Der hier vertretenen Auffassung steht § 37 Nr. 7 BRAGebO nicht entgegen. Nach dieser Vorschrift gehört die Kostenentscheidung zum Rechtszug im Sinne der BRAGebO (§ 13 Abs. 2 Satz 2). Der verfahrensrechtliche Rechtszug und der Rechtszug im Sinne der BRAGebO decken sich jedoch nicht (Riedel-Corves-Sußbauer, a. a. O., § 13 Rdnr. 13; Lauterbach, a. a. O., § 13 BRAGebO, Anm. 3 A, § 37 Anm. 1). Ob eine Entscheidung als Entscheidung im Sinne von § 117 Abs. 2 BRAGebO berücksichtigt werden kann, kann nur nach verfahrensrechtlichen Vorschriften entschieden werden, da das Verfahren, zu dem die Entscheidung gehört, durch diese Vorschriften begrenzt wird.
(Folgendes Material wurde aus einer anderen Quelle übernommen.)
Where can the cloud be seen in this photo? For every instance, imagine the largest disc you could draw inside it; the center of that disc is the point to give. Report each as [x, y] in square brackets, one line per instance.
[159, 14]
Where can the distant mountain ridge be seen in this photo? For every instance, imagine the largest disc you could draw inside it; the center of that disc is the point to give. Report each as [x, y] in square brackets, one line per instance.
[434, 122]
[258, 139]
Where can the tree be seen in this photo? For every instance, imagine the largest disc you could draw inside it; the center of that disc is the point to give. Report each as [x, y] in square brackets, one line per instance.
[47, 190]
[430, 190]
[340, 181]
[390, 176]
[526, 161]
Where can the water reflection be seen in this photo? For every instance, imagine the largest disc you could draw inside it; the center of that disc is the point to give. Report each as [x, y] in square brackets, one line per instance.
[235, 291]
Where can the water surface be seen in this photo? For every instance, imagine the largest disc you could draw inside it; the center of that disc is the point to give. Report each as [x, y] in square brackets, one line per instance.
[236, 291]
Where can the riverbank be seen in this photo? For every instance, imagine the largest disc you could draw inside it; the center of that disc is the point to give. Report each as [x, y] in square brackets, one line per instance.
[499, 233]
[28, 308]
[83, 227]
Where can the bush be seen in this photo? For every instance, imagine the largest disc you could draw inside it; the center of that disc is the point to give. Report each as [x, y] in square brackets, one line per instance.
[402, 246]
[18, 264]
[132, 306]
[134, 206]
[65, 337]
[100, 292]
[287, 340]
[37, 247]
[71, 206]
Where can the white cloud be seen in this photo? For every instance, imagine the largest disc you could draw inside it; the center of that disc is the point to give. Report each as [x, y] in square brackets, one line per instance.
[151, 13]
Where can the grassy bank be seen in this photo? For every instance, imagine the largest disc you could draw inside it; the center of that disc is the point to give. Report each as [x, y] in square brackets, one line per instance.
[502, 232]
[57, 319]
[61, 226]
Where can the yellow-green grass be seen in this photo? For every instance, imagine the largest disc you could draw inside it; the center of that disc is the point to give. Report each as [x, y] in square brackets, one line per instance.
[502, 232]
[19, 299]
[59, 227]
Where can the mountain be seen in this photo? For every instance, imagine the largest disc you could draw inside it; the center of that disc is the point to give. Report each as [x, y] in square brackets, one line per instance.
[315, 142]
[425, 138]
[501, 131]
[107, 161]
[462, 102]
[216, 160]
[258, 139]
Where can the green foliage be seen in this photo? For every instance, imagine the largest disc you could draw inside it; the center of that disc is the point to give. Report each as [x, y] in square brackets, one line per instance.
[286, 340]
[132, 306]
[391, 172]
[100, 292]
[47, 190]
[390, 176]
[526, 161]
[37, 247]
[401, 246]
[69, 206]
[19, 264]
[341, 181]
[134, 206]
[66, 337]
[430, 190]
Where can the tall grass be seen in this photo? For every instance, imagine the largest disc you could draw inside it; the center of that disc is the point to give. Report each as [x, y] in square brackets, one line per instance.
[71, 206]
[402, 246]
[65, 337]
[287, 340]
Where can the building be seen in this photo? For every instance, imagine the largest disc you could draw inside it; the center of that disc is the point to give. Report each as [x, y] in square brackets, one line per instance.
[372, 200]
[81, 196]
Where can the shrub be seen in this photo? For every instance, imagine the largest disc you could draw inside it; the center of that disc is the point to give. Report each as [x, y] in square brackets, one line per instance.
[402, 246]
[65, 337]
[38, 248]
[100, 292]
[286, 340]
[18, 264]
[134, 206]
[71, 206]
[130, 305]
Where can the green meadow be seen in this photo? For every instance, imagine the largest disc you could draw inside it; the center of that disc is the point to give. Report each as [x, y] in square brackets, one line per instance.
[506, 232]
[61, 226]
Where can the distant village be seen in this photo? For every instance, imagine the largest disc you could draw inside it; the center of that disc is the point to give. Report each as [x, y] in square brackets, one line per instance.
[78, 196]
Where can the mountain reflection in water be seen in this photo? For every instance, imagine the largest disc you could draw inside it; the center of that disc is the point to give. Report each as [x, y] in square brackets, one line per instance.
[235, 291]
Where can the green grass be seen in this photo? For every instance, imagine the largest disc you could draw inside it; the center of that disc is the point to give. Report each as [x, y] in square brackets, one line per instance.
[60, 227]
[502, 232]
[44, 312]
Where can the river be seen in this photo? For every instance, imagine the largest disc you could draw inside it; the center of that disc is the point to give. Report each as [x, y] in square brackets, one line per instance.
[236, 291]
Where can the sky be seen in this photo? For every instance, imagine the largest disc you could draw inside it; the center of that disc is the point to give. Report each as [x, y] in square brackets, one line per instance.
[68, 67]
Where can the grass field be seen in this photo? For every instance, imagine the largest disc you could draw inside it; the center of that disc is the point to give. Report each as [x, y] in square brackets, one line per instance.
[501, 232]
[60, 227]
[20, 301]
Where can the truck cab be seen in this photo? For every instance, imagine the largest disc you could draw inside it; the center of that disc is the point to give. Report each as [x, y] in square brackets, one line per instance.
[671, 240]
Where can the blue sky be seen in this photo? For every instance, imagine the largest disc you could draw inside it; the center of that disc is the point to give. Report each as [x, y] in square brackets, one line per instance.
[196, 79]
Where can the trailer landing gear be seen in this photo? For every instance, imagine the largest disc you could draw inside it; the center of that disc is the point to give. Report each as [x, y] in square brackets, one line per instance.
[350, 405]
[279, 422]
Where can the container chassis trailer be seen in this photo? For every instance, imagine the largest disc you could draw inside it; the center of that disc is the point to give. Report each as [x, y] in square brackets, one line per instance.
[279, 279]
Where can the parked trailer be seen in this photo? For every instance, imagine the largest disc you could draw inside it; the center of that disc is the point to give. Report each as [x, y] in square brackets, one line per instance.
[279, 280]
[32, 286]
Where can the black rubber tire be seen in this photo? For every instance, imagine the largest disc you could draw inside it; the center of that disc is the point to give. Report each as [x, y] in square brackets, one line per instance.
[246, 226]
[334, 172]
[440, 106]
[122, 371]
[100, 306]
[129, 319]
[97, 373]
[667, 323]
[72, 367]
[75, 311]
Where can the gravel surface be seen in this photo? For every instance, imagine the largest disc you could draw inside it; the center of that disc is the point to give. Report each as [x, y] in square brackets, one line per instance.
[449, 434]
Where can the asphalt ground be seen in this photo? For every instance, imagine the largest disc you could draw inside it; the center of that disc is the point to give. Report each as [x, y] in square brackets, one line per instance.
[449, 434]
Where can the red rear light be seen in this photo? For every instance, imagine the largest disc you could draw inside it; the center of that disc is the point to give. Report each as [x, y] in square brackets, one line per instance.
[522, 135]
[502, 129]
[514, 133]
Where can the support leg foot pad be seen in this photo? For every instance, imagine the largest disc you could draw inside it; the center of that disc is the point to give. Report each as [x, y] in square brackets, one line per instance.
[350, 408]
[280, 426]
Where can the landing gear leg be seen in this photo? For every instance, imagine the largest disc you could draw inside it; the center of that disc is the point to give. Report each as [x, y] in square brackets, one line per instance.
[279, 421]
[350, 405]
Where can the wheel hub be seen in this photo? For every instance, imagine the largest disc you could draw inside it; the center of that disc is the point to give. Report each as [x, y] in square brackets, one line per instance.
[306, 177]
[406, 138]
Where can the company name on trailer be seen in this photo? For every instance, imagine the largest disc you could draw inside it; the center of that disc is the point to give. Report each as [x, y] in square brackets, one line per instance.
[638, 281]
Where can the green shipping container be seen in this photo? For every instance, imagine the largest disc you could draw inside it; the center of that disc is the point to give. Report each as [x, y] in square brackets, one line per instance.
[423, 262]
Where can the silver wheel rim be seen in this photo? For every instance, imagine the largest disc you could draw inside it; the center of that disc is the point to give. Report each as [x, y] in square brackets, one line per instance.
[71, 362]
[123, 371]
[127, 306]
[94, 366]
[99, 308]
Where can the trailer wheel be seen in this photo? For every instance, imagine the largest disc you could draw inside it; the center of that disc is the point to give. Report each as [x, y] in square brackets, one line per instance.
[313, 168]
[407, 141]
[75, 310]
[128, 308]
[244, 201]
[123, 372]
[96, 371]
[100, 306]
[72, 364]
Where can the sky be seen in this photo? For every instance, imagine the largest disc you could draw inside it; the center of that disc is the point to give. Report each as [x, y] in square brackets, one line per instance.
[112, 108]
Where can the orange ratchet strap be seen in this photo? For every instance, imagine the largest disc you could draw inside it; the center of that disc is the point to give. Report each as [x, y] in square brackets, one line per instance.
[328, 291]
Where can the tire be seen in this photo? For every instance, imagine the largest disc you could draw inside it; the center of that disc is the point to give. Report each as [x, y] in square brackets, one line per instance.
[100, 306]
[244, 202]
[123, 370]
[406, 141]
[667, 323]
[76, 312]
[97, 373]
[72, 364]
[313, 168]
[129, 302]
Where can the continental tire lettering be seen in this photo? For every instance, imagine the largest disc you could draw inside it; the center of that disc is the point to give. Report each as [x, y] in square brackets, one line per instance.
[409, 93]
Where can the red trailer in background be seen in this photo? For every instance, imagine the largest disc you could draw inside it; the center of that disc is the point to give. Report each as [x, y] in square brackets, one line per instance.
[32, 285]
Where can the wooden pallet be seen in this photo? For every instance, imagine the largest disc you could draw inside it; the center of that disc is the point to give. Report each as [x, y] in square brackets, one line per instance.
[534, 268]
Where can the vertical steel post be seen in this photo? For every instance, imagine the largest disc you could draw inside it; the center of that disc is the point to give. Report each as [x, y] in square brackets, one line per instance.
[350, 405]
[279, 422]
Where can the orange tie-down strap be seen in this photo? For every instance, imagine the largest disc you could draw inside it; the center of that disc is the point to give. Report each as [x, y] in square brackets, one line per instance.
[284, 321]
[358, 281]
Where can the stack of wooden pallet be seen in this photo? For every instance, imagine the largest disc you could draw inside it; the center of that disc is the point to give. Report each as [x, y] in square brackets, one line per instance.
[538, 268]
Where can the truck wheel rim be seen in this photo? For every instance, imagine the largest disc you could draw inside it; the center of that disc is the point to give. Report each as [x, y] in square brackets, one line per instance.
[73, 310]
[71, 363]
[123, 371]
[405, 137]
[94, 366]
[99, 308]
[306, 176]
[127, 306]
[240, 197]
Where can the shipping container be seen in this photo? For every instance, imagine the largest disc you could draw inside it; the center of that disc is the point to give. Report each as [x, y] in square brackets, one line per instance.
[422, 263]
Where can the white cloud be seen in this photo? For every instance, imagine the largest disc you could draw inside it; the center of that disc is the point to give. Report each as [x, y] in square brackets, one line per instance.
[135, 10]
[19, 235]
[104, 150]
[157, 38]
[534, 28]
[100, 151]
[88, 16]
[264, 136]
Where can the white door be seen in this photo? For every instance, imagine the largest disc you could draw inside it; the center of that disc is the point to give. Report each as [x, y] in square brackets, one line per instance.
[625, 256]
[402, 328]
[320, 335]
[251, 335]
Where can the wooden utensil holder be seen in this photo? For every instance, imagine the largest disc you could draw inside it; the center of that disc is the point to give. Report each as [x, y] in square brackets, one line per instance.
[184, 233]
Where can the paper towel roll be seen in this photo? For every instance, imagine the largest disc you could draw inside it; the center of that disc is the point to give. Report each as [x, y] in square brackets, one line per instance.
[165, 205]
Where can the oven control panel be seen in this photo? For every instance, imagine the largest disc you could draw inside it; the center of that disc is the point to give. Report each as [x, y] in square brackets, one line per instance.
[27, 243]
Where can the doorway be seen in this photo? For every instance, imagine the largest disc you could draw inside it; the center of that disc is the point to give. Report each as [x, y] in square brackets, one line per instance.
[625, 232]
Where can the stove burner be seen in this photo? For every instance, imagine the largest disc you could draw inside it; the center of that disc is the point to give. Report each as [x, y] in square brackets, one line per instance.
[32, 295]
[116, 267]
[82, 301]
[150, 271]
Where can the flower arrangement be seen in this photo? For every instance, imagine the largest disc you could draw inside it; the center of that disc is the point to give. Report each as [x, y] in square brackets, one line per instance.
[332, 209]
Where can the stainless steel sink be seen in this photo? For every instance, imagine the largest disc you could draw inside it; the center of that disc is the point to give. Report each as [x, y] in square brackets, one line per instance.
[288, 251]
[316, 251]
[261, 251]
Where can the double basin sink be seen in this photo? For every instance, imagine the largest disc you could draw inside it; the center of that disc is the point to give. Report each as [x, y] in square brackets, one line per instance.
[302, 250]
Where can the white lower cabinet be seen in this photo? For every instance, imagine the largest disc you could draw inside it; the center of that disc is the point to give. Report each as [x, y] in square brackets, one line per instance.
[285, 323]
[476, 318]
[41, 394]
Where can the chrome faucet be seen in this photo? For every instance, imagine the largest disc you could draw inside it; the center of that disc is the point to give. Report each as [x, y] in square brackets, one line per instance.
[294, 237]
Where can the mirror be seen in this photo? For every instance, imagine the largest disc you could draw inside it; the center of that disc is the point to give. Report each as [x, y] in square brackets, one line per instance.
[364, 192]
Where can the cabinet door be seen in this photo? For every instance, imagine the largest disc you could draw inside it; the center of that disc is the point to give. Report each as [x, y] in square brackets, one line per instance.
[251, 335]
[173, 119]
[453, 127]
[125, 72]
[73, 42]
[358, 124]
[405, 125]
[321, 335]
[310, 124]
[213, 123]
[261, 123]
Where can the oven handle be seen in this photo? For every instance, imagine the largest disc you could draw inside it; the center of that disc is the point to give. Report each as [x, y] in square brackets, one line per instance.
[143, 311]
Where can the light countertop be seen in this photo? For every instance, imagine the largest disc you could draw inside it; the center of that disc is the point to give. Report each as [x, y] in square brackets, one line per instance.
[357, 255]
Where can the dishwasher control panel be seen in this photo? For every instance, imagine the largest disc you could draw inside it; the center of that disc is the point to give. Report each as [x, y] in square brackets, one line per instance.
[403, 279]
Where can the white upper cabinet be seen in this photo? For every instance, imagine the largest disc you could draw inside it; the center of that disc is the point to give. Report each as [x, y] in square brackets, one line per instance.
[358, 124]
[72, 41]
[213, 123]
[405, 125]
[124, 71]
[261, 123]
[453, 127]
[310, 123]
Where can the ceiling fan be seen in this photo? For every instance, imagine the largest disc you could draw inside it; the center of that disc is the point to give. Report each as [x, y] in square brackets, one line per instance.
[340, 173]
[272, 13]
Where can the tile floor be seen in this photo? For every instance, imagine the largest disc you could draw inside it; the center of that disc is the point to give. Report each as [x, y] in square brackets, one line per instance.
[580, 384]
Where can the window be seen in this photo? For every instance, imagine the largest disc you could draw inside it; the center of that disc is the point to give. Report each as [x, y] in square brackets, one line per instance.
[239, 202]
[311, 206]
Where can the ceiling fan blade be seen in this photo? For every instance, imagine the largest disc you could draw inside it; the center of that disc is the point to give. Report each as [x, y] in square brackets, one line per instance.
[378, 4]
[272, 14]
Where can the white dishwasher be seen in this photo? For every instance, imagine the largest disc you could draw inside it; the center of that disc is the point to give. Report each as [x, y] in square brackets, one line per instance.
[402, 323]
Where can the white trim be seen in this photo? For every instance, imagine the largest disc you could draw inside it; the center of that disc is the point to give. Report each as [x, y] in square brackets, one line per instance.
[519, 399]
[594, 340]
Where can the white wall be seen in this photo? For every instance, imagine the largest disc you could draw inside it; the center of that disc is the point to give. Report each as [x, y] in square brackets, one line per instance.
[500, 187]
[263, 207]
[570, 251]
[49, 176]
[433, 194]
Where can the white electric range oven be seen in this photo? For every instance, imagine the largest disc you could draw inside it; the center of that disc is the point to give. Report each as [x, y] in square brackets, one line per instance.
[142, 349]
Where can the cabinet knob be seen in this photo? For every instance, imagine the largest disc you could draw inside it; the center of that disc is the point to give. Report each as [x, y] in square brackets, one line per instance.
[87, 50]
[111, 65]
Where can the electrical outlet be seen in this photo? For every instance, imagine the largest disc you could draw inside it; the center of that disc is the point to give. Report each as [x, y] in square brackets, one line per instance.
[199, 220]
Die Frage, ob § 117 Abs. 2 BRAGebO für das Klageverfahren anzuwenden gewesen wäre, wenn das Gericht durch Urteil über die Erledigung der Hauptsache und über die Kosten entschieden hätte (vgl. Urteil des FG Hamburg V 49/64 vom 26. Februar 1965, EFG 1965, 293; Riedel-Corves-Sußbauer, a. a. O., § 117 Anm. 3), braucht hier nicht entschieden zu werden.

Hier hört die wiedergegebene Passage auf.